I have the following json structure in a file that i want to read using pyspark
[{'id': '34556',
'InsuranceProvider': 'sdcsdf',
'Type': {'Client': {'PaidIn': {'Insuranceid': '442211',
'Insurancedesc': 'sdfsdf vdsfs',
'purchaseditems': [{'InsuranceNumber': '1',
'InsuranceLabel': 'SDF',
'Insurancequantity': 1,
'Insuranceprice': 234,
'discountsreceived': [{'amount': 120,
'description': 'Item 1, Discount 1'}],
'childItems': [{'InsuranceNumber': '1',
'InsuranceLabel': 'CSFGG',
'Insurancequantity': 1,
'Insuranceprice': 0,
'discountsreceived': [{'amount': 452,
'description': 'Insurance item 1, Discount 1'}]
}]}]}}}
'eventTime': '2022-05-19T01:59:10.379Z'
}]
I am using the following schema structure to read it:
discount_type = StructType([StructField("amount", IntegerType(), True),
StructField("description", StringType(), True)])
child_item_type = StructType([StructField("InsuranceNumber", StringType(), True),
StructField("InsuranceLabel", StringType(), True),
StructField("Insurancequantity", IntegerType(), True),
StructField("Insuranceprice", IntegerType(), True),
StructField("discountsreceived", ArrayType(discount_type) , True),
])
item_type = StructType([StructField("InsuranceNumber", StringType(), True),
StructField("InsuranceLabel", StringType(), True),
StructField("Insurancequantity", IntegerType(), True),
StructField("Insuranceprice", IntegerType(), True),
StructField("discountsreceived", ArrayType(discount_type), True),
StructField("childItems",ArrayType(child_item_type) , True),
])
order_paid_type = StructType([StructField("Insuranceid", StringType(), True),
StructField("Insurancedesc", StringType(), True),
StructField("purchaseditems", ArrayType(item_type), True),
])
message_type = StructType([StructField("PaidIn", order_paid_type, True)])
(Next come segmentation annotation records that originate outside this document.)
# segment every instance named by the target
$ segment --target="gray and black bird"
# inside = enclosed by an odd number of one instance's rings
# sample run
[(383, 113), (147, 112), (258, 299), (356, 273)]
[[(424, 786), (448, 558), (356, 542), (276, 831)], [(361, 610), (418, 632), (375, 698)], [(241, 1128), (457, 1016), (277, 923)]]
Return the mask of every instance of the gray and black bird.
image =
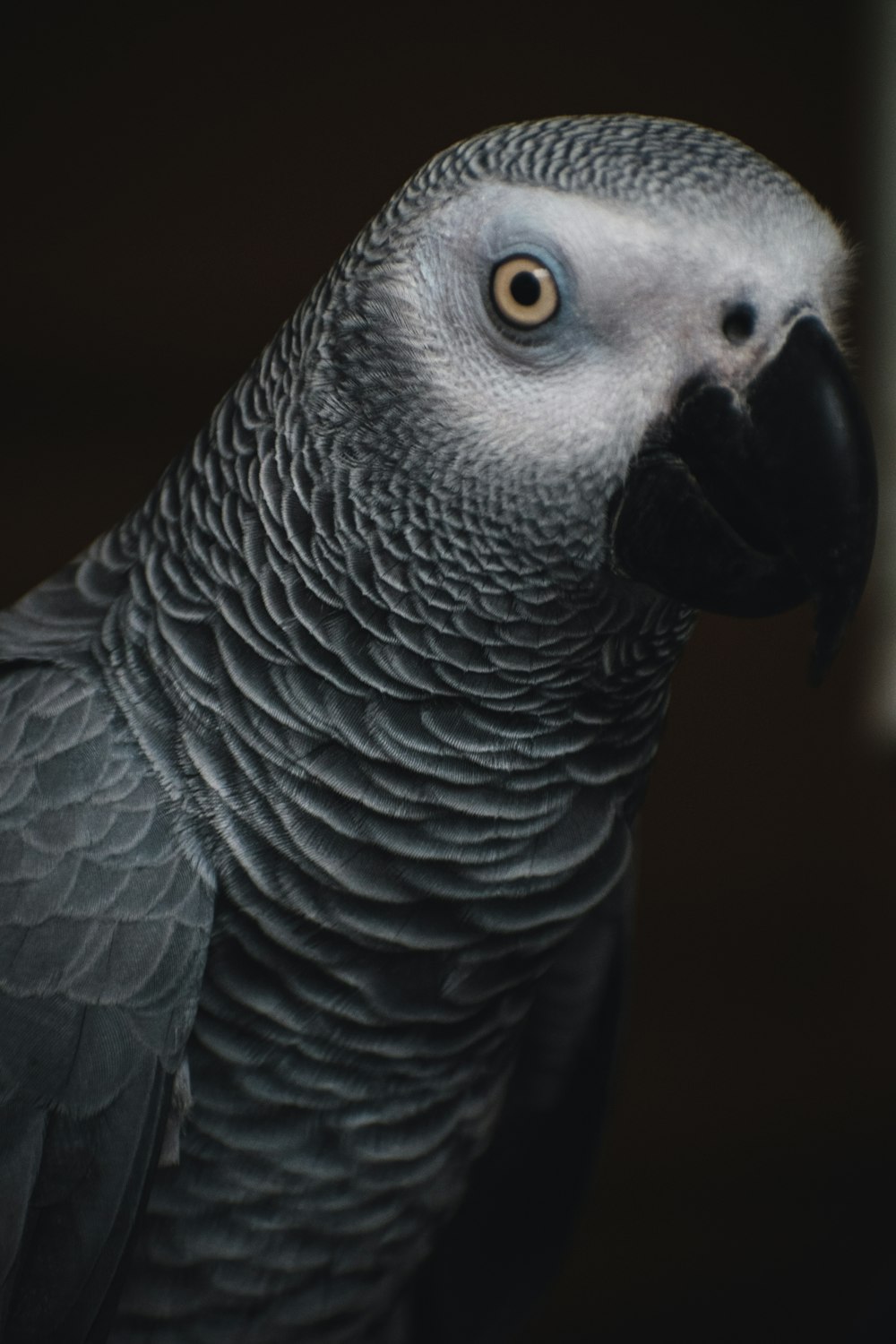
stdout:
[(862, 590), (846, 270), (725, 136), (486, 132), (0, 616), (4, 1344), (519, 1327), (693, 613)]

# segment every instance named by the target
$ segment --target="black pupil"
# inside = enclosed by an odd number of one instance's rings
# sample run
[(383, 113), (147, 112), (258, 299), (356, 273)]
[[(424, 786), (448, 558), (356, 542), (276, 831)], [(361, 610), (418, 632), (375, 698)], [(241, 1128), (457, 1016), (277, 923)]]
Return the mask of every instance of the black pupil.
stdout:
[(752, 304), (735, 304), (725, 313), (721, 331), (725, 339), (733, 341), (735, 345), (750, 340), (756, 329), (756, 309)]
[(541, 297), (541, 281), (531, 270), (519, 270), (510, 281), (510, 293), (523, 308), (532, 308)]

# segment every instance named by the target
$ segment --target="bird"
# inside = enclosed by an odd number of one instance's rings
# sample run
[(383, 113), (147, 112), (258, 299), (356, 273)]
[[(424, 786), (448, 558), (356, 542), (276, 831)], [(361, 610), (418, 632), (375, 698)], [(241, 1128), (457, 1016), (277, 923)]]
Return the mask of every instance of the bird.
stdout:
[(477, 134), (0, 616), (7, 1344), (525, 1321), (696, 613), (862, 591), (849, 270), (719, 132)]

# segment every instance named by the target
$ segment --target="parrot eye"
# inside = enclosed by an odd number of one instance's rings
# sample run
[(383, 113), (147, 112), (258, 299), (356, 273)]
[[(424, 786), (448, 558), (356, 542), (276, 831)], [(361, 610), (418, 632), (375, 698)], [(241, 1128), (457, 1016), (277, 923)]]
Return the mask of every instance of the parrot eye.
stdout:
[(508, 257), (492, 271), (492, 301), (514, 327), (540, 327), (556, 313), (560, 294), (543, 262), (535, 257)]

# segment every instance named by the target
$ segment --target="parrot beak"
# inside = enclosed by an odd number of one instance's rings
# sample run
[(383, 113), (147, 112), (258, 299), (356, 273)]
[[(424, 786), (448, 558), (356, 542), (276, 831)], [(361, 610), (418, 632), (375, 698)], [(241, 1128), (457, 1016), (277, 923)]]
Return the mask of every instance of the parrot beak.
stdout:
[(818, 683), (865, 586), (876, 519), (868, 419), (833, 337), (802, 317), (740, 398), (682, 388), (613, 500), (613, 562), (727, 616), (811, 598)]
data_type = StructType([StructField("Client", message_type, True)])
body_type = StructType([StructField("id", StringType(), True),
StructField("InsuranceProvider", StringType(), True),
StructField("Type", data_type, True),
StructField("eventTime", StringType(), True),
])
Can someone please point out what i am doing wrong here, because while reading the above json from a file using the following code and the above defined schema, all I get is a data frame full of nulls:
data = spark.read.schema(schema).json(file_path)
data.show()
Output:
+----+-----------------+----+---------+
| id|InsuranceProvider|Type|eventTime|
+----+-----------------+----+---------+
|null| null|null| null|
|null| null|null| null|
|null| null|null| null|
|null| null|null| null|
|null| null|null| null|
|null| null|null| null|
|null| null|null| null|
|null| null|null| null|
|null| null|null| null|
+----+-----------------+----+---------+